Blood, Vol. 92 No. 3 (August 1), 1998:
pp. 822-833
Intermittent, Repetitive Corticosteroid-Induced Upregulation of
Platelet Levels After Adenovirus-Mediated Transfer to the Liver of a
Chimeric Glucocorticoid-Responsive Promoter Controlling the
Thrombopoietin cDNA
Ko Narumi,
Motoyoshi Suzuki,
Wenru Song,
Malcolm A.S. Moore, and
Ronald G. Crystal
From the Division of Pulmonary and Critical Care Medicine, The New
York Hospital-Cornell Medical Center, New York; and James Ewing
Laboratory of Developmental Hematopoiesis, Memorial Sloan-Kettering
Cancer Center, New York, NY.
For many in vivo gene therapy clinical applications, it is desirable
to control the expression of the transferred transgene using
pharmacologic agents.
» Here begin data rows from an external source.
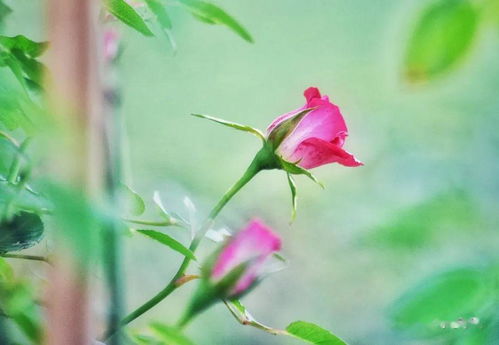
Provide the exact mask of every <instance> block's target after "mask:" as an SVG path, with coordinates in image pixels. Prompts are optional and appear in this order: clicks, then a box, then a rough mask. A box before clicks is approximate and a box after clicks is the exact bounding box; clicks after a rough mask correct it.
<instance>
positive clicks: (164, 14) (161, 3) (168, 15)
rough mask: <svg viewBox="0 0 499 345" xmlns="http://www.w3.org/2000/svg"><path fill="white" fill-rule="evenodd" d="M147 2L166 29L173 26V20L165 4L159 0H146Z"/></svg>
mask: <svg viewBox="0 0 499 345" xmlns="http://www.w3.org/2000/svg"><path fill="white" fill-rule="evenodd" d="M146 4H147V6H148V7H149V9H150V10H151V12H152V13H154V15H155V16H156V18H157V19H158V23H159V24H160V25H161V26H162V27H163V28H165V29H171V28H172V21H171V19H170V16H169V15H168V12H166V9H165V6H164V5H163V4H162V3H161V2H160V1H158V0H146Z"/></svg>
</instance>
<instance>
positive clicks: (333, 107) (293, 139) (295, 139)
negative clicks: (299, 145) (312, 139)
mask: <svg viewBox="0 0 499 345" xmlns="http://www.w3.org/2000/svg"><path fill="white" fill-rule="evenodd" d="M311 105H312V106H317V107H318V108H317V109H315V110H312V111H311V112H310V113H308V114H307V115H305V117H304V118H303V119H302V120H301V121H300V123H299V124H298V125H297V126H296V128H295V129H294V130H293V132H292V133H291V134H289V135H288V136H287V137H286V139H284V141H283V142H282V143H281V145H280V146H279V148H278V150H277V151H278V152H279V153H280V154H281V155H282V156H283V157H284V158H285V159H287V160H291V159H290V157H291V156H292V155H293V154H294V152H295V151H296V149H297V147H298V145H299V144H300V143H301V142H303V141H304V140H306V139H308V138H319V139H322V140H324V141H327V142H331V141H333V140H338V139H340V140H339V141H338V145H339V146H342V145H343V142H344V139H345V137H346V136H347V133H348V130H347V126H346V124H345V120H344V119H343V116H342V115H341V113H340V109H339V108H338V107H337V106H336V105H334V104H332V103H330V102H329V101H324V100H323V99H317V98H315V99H312V101H311ZM291 161H292V160H291Z"/></svg>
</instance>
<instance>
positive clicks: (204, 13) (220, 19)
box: [180, 0, 253, 42]
mask: <svg viewBox="0 0 499 345" xmlns="http://www.w3.org/2000/svg"><path fill="white" fill-rule="evenodd" d="M180 2H181V3H182V4H184V5H185V6H186V7H187V8H188V9H189V11H190V12H191V13H193V14H194V15H195V16H196V17H197V18H198V19H199V18H203V20H204V21H208V22H210V23H211V22H213V23H216V24H221V25H225V26H227V27H229V28H230V29H232V30H233V31H234V32H235V33H237V34H238V35H239V36H241V37H242V38H243V39H244V40H246V41H248V42H253V38H252V37H251V35H250V34H249V32H248V31H246V29H245V28H244V27H243V26H242V25H241V24H239V22H238V21H237V20H235V19H234V18H232V17H231V16H230V15H229V14H227V12H225V11H224V10H222V9H221V8H220V7H218V6H216V5H214V4H212V3H209V2H205V1H199V0H180Z"/></svg>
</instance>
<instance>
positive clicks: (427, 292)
mask: <svg viewBox="0 0 499 345" xmlns="http://www.w3.org/2000/svg"><path fill="white" fill-rule="evenodd" d="M491 293H492V291H491V284H490V280H489V277H488V276H487V275H486V274H485V271H482V270H480V269H474V268H459V269H455V270H453V271H449V272H444V273H439V274H436V275H433V276H431V277H429V278H427V279H425V280H423V281H422V282H420V283H418V284H416V285H415V286H414V287H412V288H411V289H409V290H408V291H407V292H405V293H404V294H403V295H402V296H401V297H400V298H398V299H397V300H396V301H395V302H394V303H393V305H392V306H391V308H390V319H391V320H392V322H393V325H394V327H396V328H397V329H401V330H405V331H407V332H409V333H412V334H414V335H417V336H431V335H434V334H442V329H441V328H440V323H441V322H448V321H455V320H458V319H459V318H470V317H477V316H478V317H482V315H480V313H481V312H483V310H484V308H485V307H486V306H487V305H488V303H491V301H492V294H491Z"/></svg>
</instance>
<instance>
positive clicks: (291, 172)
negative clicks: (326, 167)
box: [278, 157, 324, 188]
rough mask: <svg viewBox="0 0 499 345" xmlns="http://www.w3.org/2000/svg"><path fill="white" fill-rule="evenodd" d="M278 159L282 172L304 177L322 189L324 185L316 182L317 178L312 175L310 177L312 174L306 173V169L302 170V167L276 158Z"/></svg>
mask: <svg viewBox="0 0 499 345" xmlns="http://www.w3.org/2000/svg"><path fill="white" fill-rule="evenodd" d="M278 158H279V163H280V164H281V169H282V170H284V171H286V172H288V173H290V174H292V175H305V176H307V177H308V178H309V179H311V180H312V181H314V182H315V183H317V184H318V185H319V186H321V187H322V188H324V184H323V183H322V182H320V181H319V180H317V178H316V177H315V176H314V175H312V173H311V172H310V171H308V170H307V169H303V168H302V167H300V166H298V165H297V164H296V163H291V162H288V161H287V160H285V159H284V158H282V157H278Z"/></svg>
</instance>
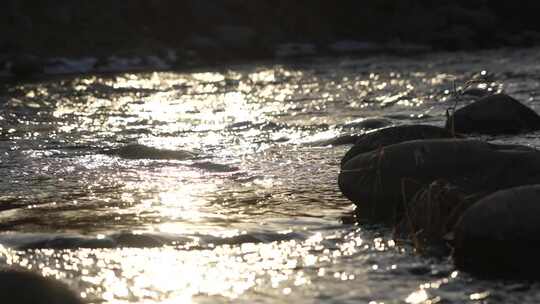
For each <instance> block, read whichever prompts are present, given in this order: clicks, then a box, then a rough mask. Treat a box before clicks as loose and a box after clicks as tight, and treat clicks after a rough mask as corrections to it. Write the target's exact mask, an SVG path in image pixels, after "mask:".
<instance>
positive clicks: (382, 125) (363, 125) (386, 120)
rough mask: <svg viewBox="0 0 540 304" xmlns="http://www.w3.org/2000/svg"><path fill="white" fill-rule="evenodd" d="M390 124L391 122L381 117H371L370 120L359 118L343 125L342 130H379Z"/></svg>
mask: <svg viewBox="0 0 540 304" xmlns="http://www.w3.org/2000/svg"><path fill="white" fill-rule="evenodd" d="M391 124H392V121H391V120H389V119H386V118H382V117H372V118H361V119H357V120H353V121H351V122H348V123H346V124H344V125H343V127H344V128H355V129H364V130H371V129H379V128H384V127H388V126H389V125H391Z"/></svg>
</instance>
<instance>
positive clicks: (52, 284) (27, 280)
mask: <svg viewBox="0 0 540 304" xmlns="http://www.w3.org/2000/svg"><path fill="white" fill-rule="evenodd" d="M0 299H2V303H17V304H82V303H83V301H82V300H81V299H80V298H79V297H78V296H77V295H76V294H75V293H74V292H72V291H71V290H70V289H69V288H68V287H67V286H65V285H64V284H63V283H61V282H60V281H56V280H54V279H50V278H45V277H42V276H40V275H37V274H34V273H31V272H27V271H21V270H13V269H3V270H0Z"/></svg>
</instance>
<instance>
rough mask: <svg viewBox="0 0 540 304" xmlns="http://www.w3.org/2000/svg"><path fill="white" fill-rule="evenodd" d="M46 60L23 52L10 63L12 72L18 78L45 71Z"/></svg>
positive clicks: (23, 77) (27, 77) (31, 74)
mask: <svg viewBox="0 0 540 304" xmlns="http://www.w3.org/2000/svg"><path fill="white" fill-rule="evenodd" d="M43 69H44V62H43V61H42V60H41V59H39V58H38V57H36V56H34V55H30V54H23V55H20V56H17V57H15V58H14V59H13V61H12V62H11V64H10V72H11V74H13V76H15V77H17V78H28V77H32V76H37V75H40V74H42V73H43Z"/></svg>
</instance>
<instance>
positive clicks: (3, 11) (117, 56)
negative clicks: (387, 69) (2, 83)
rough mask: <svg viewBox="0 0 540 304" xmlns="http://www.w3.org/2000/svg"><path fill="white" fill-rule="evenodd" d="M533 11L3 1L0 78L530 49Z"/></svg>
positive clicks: (242, 5)
mask: <svg viewBox="0 0 540 304" xmlns="http://www.w3.org/2000/svg"><path fill="white" fill-rule="evenodd" d="M539 10H540V2H537V1H526V0H517V1H487V0H469V1H465V0H461V1H437V2H436V3H435V2H433V1H412V0H408V1H404V0H400V1H398V0H367V1H352V0H349V1H339V2H332V1H322V0H312V1H307V0H304V1H286V0H276V1H274V0H272V1H270V0H176V1H175V0H130V1H108V0H107V1H105V0H97V1H83V0H51V1H41V2H35V1H31V0H4V1H2V2H1V3H0V24H1V26H0V76H2V75H3V76H6V75H8V76H9V75H15V76H22V77H24V76H28V75H33V74H39V73H42V72H43V71H45V72H47V71H49V73H46V74H59V73H60V74H62V73H84V72H89V71H92V72H107V71H112V72H114V71H119V70H133V69H147V68H150V69H170V68H185V67H200V66H209V65H217V64H223V63H232V62H246V61H251V60H262V59H275V58H278V59H282V58H306V57H310V56H340V55H359V56H362V55H373V54H381V53H383V54H398V55H414V54H419V53H425V52H432V51H457V50H477V49H491V48H499V47H503V46H504V47H529V46H535V45H538V44H540V23H537V22H535V20H536V16H535V13H536V12H537V11H539ZM68 59H71V61H69V60H68ZM73 59H76V60H75V61H73ZM51 71H52V72H51Z"/></svg>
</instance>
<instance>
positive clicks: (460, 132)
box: [446, 94, 540, 134]
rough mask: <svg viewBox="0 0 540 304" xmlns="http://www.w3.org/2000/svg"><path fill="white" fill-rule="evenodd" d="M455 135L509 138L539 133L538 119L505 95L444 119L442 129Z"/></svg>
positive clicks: (526, 107)
mask: <svg viewBox="0 0 540 304" xmlns="http://www.w3.org/2000/svg"><path fill="white" fill-rule="evenodd" d="M452 125H453V128H454V130H455V131H456V132H458V133H480V134H512V133H519V132H526V131H535V130H540V116H539V115H538V114H537V113H536V112H535V111H533V110H532V109H530V108H529V107H527V106H525V105H523V104H522V103H520V102H519V101H517V100H515V99H514V98H512V97H510V96H508V95H505V94H494V95H488V96H486V97H483V98H481V99H479V100H477V101H475V102H473V103H471V104H469V105H467V106H465V107H463V108H460V109H458V110H457V111H456V112H455V113H454V114H453V115H451V116H450V117H448V119H447V121H446V127H447V128H449V129H451V128H452Z"/></svg>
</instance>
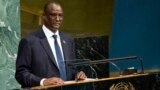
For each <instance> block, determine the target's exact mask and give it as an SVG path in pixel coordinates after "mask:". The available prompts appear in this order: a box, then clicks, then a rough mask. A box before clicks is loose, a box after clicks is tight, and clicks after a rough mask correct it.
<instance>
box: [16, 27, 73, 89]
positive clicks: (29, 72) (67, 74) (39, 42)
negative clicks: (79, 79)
mask: <svg viewBox="0 0 160 90" xmlns="http://www.w3.org/2000/svg"><path fill="white" fill-rule="evenodd" d="M59 34H60V38H61V43H62V48H63V53H64V59H65V61H66V60H74V59H75V51H74V40H73V38H71V37H70V36H68V35H66V34H64V33H62V32H60V33H59ZM66 69H67V70H66V71H67V80H73V79H74V78H75V73H76V71H75V70H74V67H70V66H68V65H66ZM59 76H60V73H59V69H58V68H57V65H56V61H55V59H54V56H53V54H52V51H51V48H50V46H49V43H48V41H47V38H46V37H45V34H44V32H43V30H42V28H40V29H39V30H38V31H36V32H34V33H32V34H31V35H29V36H28V37H27V38H24V39H22V40H21V41H20V44H19V49H18V56H17V61H16V74H15V78H16V79H17V81H18V82H19V83H20V84H21V85H22V87H32V86H39V85H40V80H41V79H42V78H49V77H59Z"/></svg>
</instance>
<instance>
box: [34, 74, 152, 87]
mask: <svg viewBox="0 0 160 90" xmlns="http://www.w3.org/2000/svg"><path fill="white" fill-rule="evenodd" d="M147 75H150V74H149V73H145V74H134V75H124V76H119V77H110V78H102V79H91V78H87V79H85V80H80V81H75V80H73V81H65V82H64V84H63V85H49V86H36V87H32V88H31V89H47V88H54V87H62V86H67V85H78V84H85V83H96V82H101V81H109V80H116V79H125V78H126V79H127V78H132V77H142V76H147Z"/></svg>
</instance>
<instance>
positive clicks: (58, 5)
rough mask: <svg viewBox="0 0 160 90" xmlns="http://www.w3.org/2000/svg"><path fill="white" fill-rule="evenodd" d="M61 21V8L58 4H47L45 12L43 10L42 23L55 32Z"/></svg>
mask: <svg viewBox="0 0 160 90" xmlns="http://www.w3.org/2000/svg"><path fill="white" fill-rule="evenodd" d="M62 21H63V10H62V8H61V6H60V5H57V4H50V5H48V7H47V9H46V12H44V24H45V25H46V27H48V28H49V29H51V30H52V31H53V32H55V31H56V30H57V29H59V27H60V25H61V23H62Z"/></svg>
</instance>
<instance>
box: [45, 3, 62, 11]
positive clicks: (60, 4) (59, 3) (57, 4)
mask: <svg viewBox="0 0 160 90" xmlns="http://www.w3.org/2000/svg"><path fill="white" fill-rule="evenodd" d="M50 4H56V5H59V6H61V4H60V2H58V1H48V2H47V3H46V4H45V5H44V7H43V12H44V13H46V10H47V8H48V6H49V5H50ZM61 7H62V6H61Z"/></svg>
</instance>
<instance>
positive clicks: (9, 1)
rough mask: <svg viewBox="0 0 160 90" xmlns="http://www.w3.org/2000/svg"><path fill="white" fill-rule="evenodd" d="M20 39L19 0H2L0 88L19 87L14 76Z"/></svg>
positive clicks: (0, 89) (12, 87) (0, 35)
mask: <svg viewBox="0 0 160 90" xmlns="http://www.w3.org/2000/svg"><path fill="white" fill-rule="evenodd" d="M19 40H20V13H19V0H0V90H11V89H16V88H19V84H18V83H17V82H16V80H15V78H14V74H15V61H16V56H17V46H18V43H19Z"/></svg>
To evaluate the feasibility of accomplishing this
using corticosteroids, pharmacologic agents widely used in clinical
medicine, we constructed replication deficient adenoviral (Ad) vectors
containing an expression cassette with a chimeric promoter comprised of
five glucocorticoid response elements (GRE) and the chloramphenicol
acetyltransferase reporter gene (AdGRE.CAT) or the murine
thrombopoietin cDNA (AdGRE.mTPO). In vitro studies showed the vectors
functioned as expected, with marked glucocorticoid-induced upregulation
of the CAT or mTPO transgenes. To evaluate the inducibility of the GRE
promoter in vivo, the AdGRE.CAT vector was administered intravenously
to C57B1/6 mice, and CAT activity was quantified in liver before and
after intraperitoneal administration of dexamethasone. The GRE promoter
activity was dependent on the dexamethasone dose, with a 100-fold
increase in CAT expression with 50 µg dexamethasone, similar to the
levels observed in vivo with the Rous sarcoma virus long terminal
repeat constitutive promoter. After dexamethasone administration,
maximum CAT activity was observed at day 2, with a slow decline to
baseline levels by 2 weeks. Based on these observations, we
hypothesized that a single administration of an Ad vector-mediated transfer of the chimeric GRE inducible promoter driving the mTPO cDNA
would enable repetitive administration of corticosteroids to
repetitively upregulate platelet levels for 1 to 2 weeks. The data show
that this occurs, with dexamethasone administration every 3 weeks
associated with 1-week elevations (at each 3-week interval) of serum
mTPO levels, megakaryocyte numbers in bone marrow, and platelet levels
fourfold to sixfold over baseline. Thus, with the appropriate promoter,
it is possible to use a commonly used pharmacologic agent to upregulate
the expression of a newly transferred gene on demand.
© 1998 by The American Society of Hematology.